Eines kann man Frank Simon, dem Gründer und Vorstandschef des Mainzer Emissionshauses Trend Capital AG, nicht mehr nehmen: Ihm gebührt der Ruhm, den ersten deutschen Immobilienfonds für Indien initiiert zu haben. Allerdings soll er im Emissionsprospekt Fehler in der Vergangenheit verschwiegen haben und aktuell in der 13-Millionen-Einwohner-Metropole Mumbai einen Slum mit der Auflage sanieren, später in den dortigen Eigentumswohnungen kostenlos die Altbewohner des Slums als Nachbarn der reichen Käufer mit einzuquartieren.

50 Millionen Euro plus 2,5 Millionen Euro Agio will Simon bis zum Ende 2010 von Anlegern einsammeln. 17 Millionen Euro hatten Zeichner schon zum Verkaufsstart am 10. Dezember 2008 vorab bereitgestellt. Ziel sind Eigentumswohnungen und Bürotürme in Indiens Metropolen Mumbai, Delhi und Hyderabad.
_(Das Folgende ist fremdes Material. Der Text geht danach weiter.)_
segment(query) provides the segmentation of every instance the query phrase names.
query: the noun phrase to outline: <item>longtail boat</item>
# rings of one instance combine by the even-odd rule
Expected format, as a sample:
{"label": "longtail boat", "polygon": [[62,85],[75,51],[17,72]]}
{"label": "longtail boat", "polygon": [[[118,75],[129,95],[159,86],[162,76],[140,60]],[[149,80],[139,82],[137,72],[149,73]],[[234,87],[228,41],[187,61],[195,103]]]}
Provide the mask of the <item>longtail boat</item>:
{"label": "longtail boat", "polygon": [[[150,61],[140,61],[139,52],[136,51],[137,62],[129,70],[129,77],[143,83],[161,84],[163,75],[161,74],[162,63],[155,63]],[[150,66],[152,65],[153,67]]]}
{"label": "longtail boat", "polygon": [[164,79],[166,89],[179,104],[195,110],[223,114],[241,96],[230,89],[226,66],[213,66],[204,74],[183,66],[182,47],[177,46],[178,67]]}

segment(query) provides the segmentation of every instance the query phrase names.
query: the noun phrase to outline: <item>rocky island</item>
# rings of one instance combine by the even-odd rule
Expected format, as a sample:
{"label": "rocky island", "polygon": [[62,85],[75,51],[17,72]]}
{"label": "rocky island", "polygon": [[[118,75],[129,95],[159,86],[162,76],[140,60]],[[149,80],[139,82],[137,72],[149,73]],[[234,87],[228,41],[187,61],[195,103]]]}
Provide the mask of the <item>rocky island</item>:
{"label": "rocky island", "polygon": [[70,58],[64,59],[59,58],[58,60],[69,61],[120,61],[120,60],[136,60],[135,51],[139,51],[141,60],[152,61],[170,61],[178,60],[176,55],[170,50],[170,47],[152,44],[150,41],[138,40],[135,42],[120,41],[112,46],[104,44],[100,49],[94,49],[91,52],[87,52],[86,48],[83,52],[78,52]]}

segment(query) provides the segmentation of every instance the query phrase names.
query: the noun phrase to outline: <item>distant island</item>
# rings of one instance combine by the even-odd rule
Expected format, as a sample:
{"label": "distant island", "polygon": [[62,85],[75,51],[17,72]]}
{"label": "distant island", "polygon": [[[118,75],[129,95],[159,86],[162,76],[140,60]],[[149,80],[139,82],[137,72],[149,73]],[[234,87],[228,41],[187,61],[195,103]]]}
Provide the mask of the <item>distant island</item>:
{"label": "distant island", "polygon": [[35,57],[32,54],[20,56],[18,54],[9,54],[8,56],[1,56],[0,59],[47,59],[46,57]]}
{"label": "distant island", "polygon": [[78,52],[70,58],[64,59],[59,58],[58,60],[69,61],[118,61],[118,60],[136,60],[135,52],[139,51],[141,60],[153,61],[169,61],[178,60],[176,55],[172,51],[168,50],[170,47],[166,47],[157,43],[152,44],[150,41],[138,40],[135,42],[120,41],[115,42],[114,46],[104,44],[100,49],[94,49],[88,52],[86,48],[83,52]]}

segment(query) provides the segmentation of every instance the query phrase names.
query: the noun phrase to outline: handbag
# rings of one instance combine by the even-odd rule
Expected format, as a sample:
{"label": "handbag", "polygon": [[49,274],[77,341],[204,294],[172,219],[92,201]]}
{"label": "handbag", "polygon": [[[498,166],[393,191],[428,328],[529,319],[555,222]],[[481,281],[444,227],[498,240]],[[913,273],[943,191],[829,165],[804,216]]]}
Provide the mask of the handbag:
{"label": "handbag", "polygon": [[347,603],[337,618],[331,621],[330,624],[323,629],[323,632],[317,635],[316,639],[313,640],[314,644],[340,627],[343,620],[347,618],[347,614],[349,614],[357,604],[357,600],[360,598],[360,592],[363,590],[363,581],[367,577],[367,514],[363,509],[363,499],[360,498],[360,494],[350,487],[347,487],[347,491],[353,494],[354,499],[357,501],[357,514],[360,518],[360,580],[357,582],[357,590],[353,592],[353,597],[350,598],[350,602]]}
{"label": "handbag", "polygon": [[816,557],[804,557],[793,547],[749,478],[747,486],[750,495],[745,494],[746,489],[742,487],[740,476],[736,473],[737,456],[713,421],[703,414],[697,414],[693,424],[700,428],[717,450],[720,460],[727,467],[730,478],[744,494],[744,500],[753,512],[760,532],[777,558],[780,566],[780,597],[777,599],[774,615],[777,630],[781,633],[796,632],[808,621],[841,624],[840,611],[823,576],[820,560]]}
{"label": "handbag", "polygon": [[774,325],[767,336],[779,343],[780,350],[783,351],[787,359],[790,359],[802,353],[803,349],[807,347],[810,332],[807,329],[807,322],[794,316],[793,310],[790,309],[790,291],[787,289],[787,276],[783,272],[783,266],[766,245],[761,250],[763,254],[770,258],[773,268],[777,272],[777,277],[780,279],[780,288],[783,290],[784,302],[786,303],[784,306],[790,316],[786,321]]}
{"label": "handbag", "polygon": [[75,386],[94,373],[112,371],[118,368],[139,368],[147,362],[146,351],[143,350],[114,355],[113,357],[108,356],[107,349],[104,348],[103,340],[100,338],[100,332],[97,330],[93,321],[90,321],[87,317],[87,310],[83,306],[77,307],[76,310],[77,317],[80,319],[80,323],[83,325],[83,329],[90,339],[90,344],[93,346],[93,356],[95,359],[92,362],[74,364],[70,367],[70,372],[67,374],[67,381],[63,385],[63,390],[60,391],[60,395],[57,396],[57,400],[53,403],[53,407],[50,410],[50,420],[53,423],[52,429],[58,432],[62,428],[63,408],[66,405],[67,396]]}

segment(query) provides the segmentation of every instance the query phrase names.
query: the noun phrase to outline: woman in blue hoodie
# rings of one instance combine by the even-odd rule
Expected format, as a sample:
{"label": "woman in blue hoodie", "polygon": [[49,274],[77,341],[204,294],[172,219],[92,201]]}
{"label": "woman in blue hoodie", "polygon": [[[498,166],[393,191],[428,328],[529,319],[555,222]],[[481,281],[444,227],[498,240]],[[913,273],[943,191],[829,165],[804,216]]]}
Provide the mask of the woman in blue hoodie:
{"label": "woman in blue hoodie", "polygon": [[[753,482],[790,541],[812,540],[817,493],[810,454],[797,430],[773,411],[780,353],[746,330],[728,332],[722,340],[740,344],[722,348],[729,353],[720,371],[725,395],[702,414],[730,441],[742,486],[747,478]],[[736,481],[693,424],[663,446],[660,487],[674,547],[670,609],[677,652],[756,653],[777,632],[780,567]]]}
Der Hamburger Unternehmensanalyst Stephan Appel bescheinigte am 5. Juni 2009 in seinem Fonds-Pre-Check: "Antizyklisch positionierte Projektentwicklungsfondsbeteiligung mit erfahrenen, engagierten Partnern in einem aussichtsreichen Wachstumsmarkt."

Doch erster zu sein, hat offensichtlich seinen Preis: Der 150 Seiten lange Emissionsprospekt der Trend Capital GmbH & Co. Indien I Kommanditgesellschaft scheint mit heißer Nadel gestrickt zu sein. Frank Simon stellt sich darin als erfolgreicher Schönwetterkapitän bei Auslandsimmobilien dar. Auf Seite 48 heißt es im Prospekt (am 5. Dezember 2008 von der Bundesanstalt für Finanzdienstleistungsaufsicht, BaFin, in Bonn zur Veröffentlichung gestattet):

Zitat:


Der verantwortliche Manager, der sowohl die Firmen in Indien als auch auf Mauritius leitet und die Verwendung aller Gelder kontrolliert, ist Frank Simon.

Als Gründer und Vorstand der Trend Capital hat er nachweislich vier Trend Capital Immobilienfonds in Dubai zum Erfolg geführt.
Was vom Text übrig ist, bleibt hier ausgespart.